The Snapchat owner said some advertisers continue to face supply-chain disruptions and labor shortages, and many others are contending with rising costs amid record inflation, which has led to cutbacks in spending on advertising.
The Santa Monica, California-based company said it will significantly slow hiring, invest in its advertising business and find new sources of revenue in order to grow at a faster pace.
Facebook owner Meta Platforms Inc, Google owner Alphabet Inc and other companies that sell online ads lost about $80 billion in combined stock market value on Thursday after the results by Snap, which was the first of the major tech firms to report second-quarter earnings. Twitter Inc will report results on Friday.
Investors are expecting the slowest-ever pace of growth for social media ad revenue this year, as rising inflation and other economic woes cause brands to slash their marketing budgets.

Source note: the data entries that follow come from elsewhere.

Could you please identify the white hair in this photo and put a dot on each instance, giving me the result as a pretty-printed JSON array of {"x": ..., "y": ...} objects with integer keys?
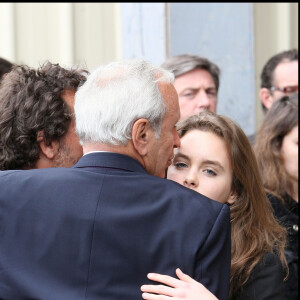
[{"x": 115, "y": 96}]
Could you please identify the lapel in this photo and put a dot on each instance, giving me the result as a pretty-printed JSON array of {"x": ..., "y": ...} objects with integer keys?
[{"x": 110, "y": 160}]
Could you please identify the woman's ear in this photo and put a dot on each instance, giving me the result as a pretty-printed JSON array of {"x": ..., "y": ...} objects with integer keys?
[
  {"x": 266, "y": 97},
  {"x": 232, "y": 197},
  {"x": 142, "y": 134}
]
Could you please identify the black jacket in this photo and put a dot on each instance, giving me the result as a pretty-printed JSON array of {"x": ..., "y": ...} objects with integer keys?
[
  {"x": 265, "y": 281},
  {"x": 287, "y": 215}
]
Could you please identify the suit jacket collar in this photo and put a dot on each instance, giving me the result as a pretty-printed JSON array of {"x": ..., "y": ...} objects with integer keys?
[{"x": 110, "y": 160}]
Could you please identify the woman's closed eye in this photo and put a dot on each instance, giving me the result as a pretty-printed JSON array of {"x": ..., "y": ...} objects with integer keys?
[
  {"x": 180, "y": 165},
  {"x": 210, "y": 172}
]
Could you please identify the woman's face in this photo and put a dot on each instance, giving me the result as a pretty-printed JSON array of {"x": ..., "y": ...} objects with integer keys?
[
  {"x": 202, "y": 163},
  {"x": 289, "y": 152}
]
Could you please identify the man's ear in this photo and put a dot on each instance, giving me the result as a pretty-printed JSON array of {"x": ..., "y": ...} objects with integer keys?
[
  {"x": 266, "y": 97},
  {"x": 48, "y": 149},
  {"x": 232, "y": 197},
  {"x": 141, "y": 136}
]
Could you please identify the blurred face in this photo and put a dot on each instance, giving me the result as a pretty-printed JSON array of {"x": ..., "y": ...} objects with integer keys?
[
  {"x": 286, "y": 76},
  {"x": 70, "y": 150},
  {"x": 161, "y": 150},
  {"x": 289, "y": 152},
  {"x": 202, "y": 163},
  {"x": 196, "y": 91}
]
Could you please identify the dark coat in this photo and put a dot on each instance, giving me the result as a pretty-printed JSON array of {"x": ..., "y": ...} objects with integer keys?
[
  {"x": 265, "y": 281},
  {"x": 94, "y": 231}
]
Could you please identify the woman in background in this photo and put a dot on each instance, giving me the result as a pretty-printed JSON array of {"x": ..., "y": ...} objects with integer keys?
[
  {"x": 276, "y": 148},
  {"x": 216, "y": 159}
]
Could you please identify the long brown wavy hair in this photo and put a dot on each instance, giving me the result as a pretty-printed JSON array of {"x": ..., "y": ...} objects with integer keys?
[
  {"x": 278, "y": 122},
  {"x": 254, "y": 230}
]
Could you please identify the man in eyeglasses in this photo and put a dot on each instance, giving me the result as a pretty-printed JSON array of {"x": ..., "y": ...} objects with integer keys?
[
  {"x": 279, "y": 77},
  {"x": 37, "y": 125}
]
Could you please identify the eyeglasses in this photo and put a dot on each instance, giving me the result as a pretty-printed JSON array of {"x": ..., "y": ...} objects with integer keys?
[{"x": 293, "y": 89}]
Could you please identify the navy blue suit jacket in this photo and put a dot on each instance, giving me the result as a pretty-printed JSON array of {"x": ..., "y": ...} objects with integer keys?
[{"x": 94, "y": 231}]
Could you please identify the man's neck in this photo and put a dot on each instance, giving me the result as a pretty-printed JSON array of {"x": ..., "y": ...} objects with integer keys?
[{"x": 126, "y": 150}]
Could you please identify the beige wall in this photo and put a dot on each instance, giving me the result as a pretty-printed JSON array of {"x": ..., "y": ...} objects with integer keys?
[
  {"x": 67, "y": 33},
  {"x": 89, "y": 34}
]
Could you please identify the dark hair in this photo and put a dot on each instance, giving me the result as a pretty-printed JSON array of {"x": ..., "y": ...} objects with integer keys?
[
  {"x": 267, "y": 74},
  {"x": 254, "y": 230},
  {"x": 184, "y": 63},
  {"x": 281, "y": 118},
  {"x": 5, "y": 67},
  {"x": 30, "y": 101}
]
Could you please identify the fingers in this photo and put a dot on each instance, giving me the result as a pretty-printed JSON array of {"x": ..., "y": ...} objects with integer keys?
[
  {"x": 184, "y": 277},
  {"x": 163, "y": 292},
  {"x": 165, "y": 279}
]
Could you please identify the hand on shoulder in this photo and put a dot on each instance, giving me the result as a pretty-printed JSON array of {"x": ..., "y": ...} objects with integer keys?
[{"x": 183, "y": 288}]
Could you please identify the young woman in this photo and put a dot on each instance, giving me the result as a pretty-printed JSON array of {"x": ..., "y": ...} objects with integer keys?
[
  {"x": 276, "y": 148},
  {"x": 216, "y": 159}
]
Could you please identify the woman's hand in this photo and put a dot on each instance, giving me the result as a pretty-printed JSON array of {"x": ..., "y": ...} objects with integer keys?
[{"x": 183, "y": 288}]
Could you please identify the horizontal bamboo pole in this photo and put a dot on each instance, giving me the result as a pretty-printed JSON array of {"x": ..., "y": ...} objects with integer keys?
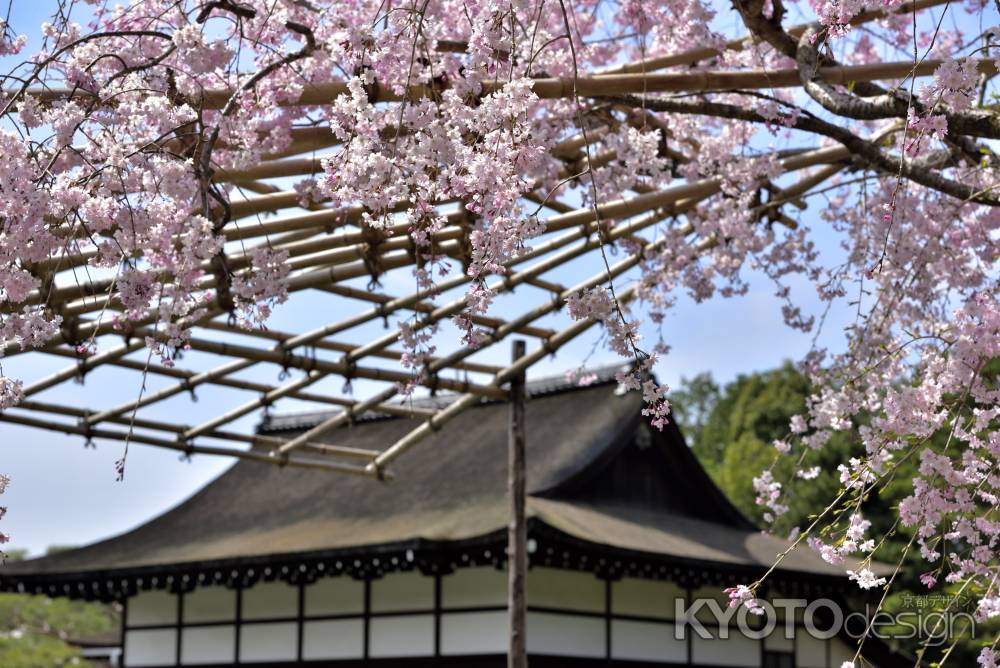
[
  {"x": 85, "y": 363},
  {"x": 335, "y": 346},
  {"x": 617, "y": 209},
  {"x": 427, "y": 307},
  {"x": 606, "y": 85},
  {"x": 467, "y": 400},
  {"x": 188, "y": 449},
  {"x": 238, "y": 384},
  {"x": 433, "y": 367},
  {"x": 255, "y": 440},
  {"x": 248, "y": 353},
  {"x": 694, "y": 55}
]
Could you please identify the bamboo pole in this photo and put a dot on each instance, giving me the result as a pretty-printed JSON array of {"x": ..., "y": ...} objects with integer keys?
[
  {"x": 189, "y": 449},
  {"x": 157, "y": 425},
  {"x": 602, "y": 85},
  {"x": 517, "y": 531},
  {"x": 239, "y": 384},
  {"x": 432, "y": 368},
  {"x": 465, "y": 401},
  {"x": 82, "y": 366}
]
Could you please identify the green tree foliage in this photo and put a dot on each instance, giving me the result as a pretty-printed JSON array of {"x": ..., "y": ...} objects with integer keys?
[
  {"x": 732, "y": 431},
  {"x": 35, "y": 630}
]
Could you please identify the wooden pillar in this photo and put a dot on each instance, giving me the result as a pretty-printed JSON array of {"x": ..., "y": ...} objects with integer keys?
[{"x": 517, "y": 535}]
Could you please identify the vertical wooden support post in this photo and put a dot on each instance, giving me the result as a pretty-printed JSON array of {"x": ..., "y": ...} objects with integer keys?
[{"x": 517, "y": 535}]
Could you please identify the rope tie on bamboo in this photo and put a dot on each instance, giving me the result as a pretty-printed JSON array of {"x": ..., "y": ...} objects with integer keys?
[
  {"x": 188, "y": 387},
  {"x": 81, "y": 369},
  {"x": 87, "y": 430},
  {"x": 433, "y": 380},
  {"x": 548, "y": 347},
  {"x": 371, "y": 257},
  {"x": 466, "y": 222},
  {"x": 383, "y": 312},
  {"x": 349, "y": 373},
  {"x": 286, "y": 363}
]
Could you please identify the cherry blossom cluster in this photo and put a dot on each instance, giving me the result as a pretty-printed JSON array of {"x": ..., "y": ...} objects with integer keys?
[{"x": 435, "y": 123}]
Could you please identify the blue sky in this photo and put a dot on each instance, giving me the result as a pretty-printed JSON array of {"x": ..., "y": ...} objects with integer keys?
[{"x": 62, "y": 493}]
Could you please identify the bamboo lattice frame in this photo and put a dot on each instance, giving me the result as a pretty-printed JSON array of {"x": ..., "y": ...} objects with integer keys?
[{"x": 328, "y": 249}]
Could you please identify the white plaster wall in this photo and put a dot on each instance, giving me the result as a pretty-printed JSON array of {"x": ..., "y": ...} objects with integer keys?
[
  {"x": 152, "y": 607},
  {"x": 407, "y": 590},
  {"x": 403, "y": 635},
  {"x": 270, "y": 599},
  {"x": 268, "y": 642},
  {"x": 209, "y": 604},
  {"x": 474, "y": 632},
  {"x": 151, "y": 648},
  {"x": 208, "y": 644},
  {"x": 333, "y": 639},
  {"x": 736, "y": 650},
  {"x": 565, "y": 635},
  {"x": 569, "y": 590},
  {"x": 335, "y": 596},
  {"x": 477, "y": 586},
  {"x": 646, "y": 598},
  {"x": 708, "y": 613},
  {"x": 646, "y": 641}
]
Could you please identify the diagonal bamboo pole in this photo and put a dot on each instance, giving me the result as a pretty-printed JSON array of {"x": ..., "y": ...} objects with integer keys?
[
  {"x": 188, "y": 449},
  {"x": 468, "y": 400}
]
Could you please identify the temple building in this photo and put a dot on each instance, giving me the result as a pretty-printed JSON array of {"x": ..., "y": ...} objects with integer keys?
[{"x": 272, "y": 566}]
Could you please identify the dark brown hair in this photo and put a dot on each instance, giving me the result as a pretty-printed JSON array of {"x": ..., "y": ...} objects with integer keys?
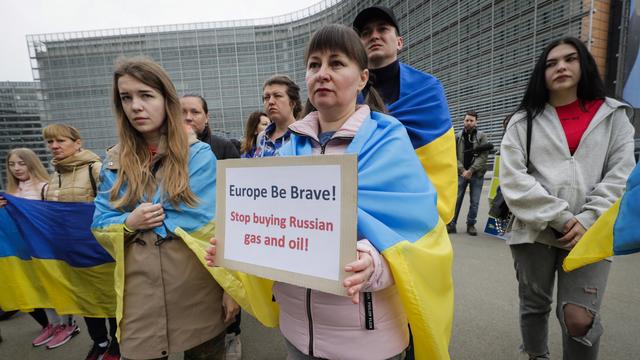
[
  {"x": 293, "y": 91},
  {"x": 336, "y": 37}
]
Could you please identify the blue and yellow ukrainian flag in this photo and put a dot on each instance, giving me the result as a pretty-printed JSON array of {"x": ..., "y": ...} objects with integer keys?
[
  {"x": 50, "y": 259},
  {"x": 616, "y": 232},
  {"x": 397, "y": 213},
  {"x": 194, "y": 225},
  {"x": 422, "y": 109}
]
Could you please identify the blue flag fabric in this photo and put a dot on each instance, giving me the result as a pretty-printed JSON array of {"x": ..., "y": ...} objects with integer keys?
[
  {"x": 422, "y": 109},
  {"x": 397, "y": 213},
  {"x": 616, "y": 232},
  {"x": 50, "y": 259},
  {"x": 626, "y": 233}
]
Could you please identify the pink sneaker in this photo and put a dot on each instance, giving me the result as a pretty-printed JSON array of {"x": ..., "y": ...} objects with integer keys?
[
  {"x": 63, "y": 333},
  {"x": 45, "y": 335}
]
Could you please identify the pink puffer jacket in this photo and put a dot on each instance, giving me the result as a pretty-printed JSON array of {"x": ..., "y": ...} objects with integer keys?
[{"x": 330, "y": 326}]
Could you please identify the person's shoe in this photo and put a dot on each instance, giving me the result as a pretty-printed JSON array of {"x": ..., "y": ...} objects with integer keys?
[
  {"x": 451, "y": 228},
  {"x": 63, "y": 333},
  {"x": 45, "y": 335},
  {"x": 96, "y": 352},
  {"x": 113, "y": 352},
  {"x": 234, "y": 347}
]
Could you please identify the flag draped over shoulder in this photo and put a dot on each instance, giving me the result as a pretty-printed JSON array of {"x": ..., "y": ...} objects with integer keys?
[
  {"x": 616, "y": 232},
  {"x": 195, "y": 225},
  {"x": 397, "y": 213},
  {"x": 422, "y": 108},
  {"x": 50, "y": 259}
]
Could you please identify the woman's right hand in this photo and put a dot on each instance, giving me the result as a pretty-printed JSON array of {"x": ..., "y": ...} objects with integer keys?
[
  {"x": 146, "y": 216},
  {"x": 210, "y": 256}
]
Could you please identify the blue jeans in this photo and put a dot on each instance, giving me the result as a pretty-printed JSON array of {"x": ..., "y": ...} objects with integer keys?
[{"x": 475, "y": 189}]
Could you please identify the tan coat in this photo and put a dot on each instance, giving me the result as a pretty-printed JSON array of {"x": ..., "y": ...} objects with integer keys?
[
  {"x": 171, "y": 302},
  {"x": 70, "y": 181}
]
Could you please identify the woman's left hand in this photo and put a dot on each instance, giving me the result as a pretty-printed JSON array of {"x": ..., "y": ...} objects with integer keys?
[
  {"x": 573, "y": 233},
  {"x": 230, "y": 306},
  {"x": 362, "y": 269}
]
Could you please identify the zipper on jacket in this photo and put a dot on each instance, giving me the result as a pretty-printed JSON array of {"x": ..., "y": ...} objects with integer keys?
[
  {"x": 322, "y": 147},
  {"x": 310, "y": 318}
]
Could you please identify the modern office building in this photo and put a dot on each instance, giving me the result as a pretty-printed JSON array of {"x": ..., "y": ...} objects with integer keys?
[
  {"x": 20, "y": 125},
  {"x": 482, "y": 51}
]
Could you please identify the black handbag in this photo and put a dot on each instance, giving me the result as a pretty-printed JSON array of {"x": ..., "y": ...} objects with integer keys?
[{"x": 499, "y": 208}]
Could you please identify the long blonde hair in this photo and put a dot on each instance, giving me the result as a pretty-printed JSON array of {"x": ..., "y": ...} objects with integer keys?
[
  {"x": 135, "y": 158},
  {"x": 37, "y": 172}
]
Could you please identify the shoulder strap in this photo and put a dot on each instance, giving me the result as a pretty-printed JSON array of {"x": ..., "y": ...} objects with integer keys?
[
  {"x": 93, "y": 180},
  {"x": 529, "y": 125},
  {"x": 42, "y": 191}
]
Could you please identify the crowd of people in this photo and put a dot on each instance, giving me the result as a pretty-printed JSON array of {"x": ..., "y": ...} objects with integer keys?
[{"x": 565, "y": 157}]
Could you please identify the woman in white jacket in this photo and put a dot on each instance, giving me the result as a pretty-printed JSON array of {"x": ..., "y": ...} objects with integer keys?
[{"x": 580, "y": 156}]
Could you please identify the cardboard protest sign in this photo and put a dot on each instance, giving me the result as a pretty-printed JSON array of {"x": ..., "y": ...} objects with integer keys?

Snap's revenue for the second quarter ended June 30 was $1.11 billion, missing analyst expectations of $1.14 billion, according to IBES data from Refinitiv. The figure grew 13% from the prior-year quarter.
Snap said revenue so far in the current third quarter is flat compared with the prior year.
"We are not satisfied with the results we are delivering, regardless of the current headwinds," Snap said in prepared remarks released ahead of a conference call with analysts.
Recent privacy changes on iPhones, macroeconomic challenges and increasing competition for a pool of advertising dollars that is growing more slowly all contributed to "substantially slowed" revenue growth, Snap said.
Daily active users on Snapchat rose 18% year-over-year to 347 million, beating consensus estimates of 344 million users.
Snap has been investing heavily in augmented reality technology and ads, which overlays computerized images onto photos and videos of the real world.
But these newer forms of advertising tend "to go first whenever marketing budgets are cut," said Jasmine Enberg, principal analyst at Insider Intelligence.
The company on Thursday also announced a share repurchase program of up to $500 million.
Snap Chief Executive Evan Spiegel and Chief Technology Officer Bobby Murphy have agreed to serve in their roles through at least Jan. 1, 2027, for a $1 salary and no equity compensation, the company said.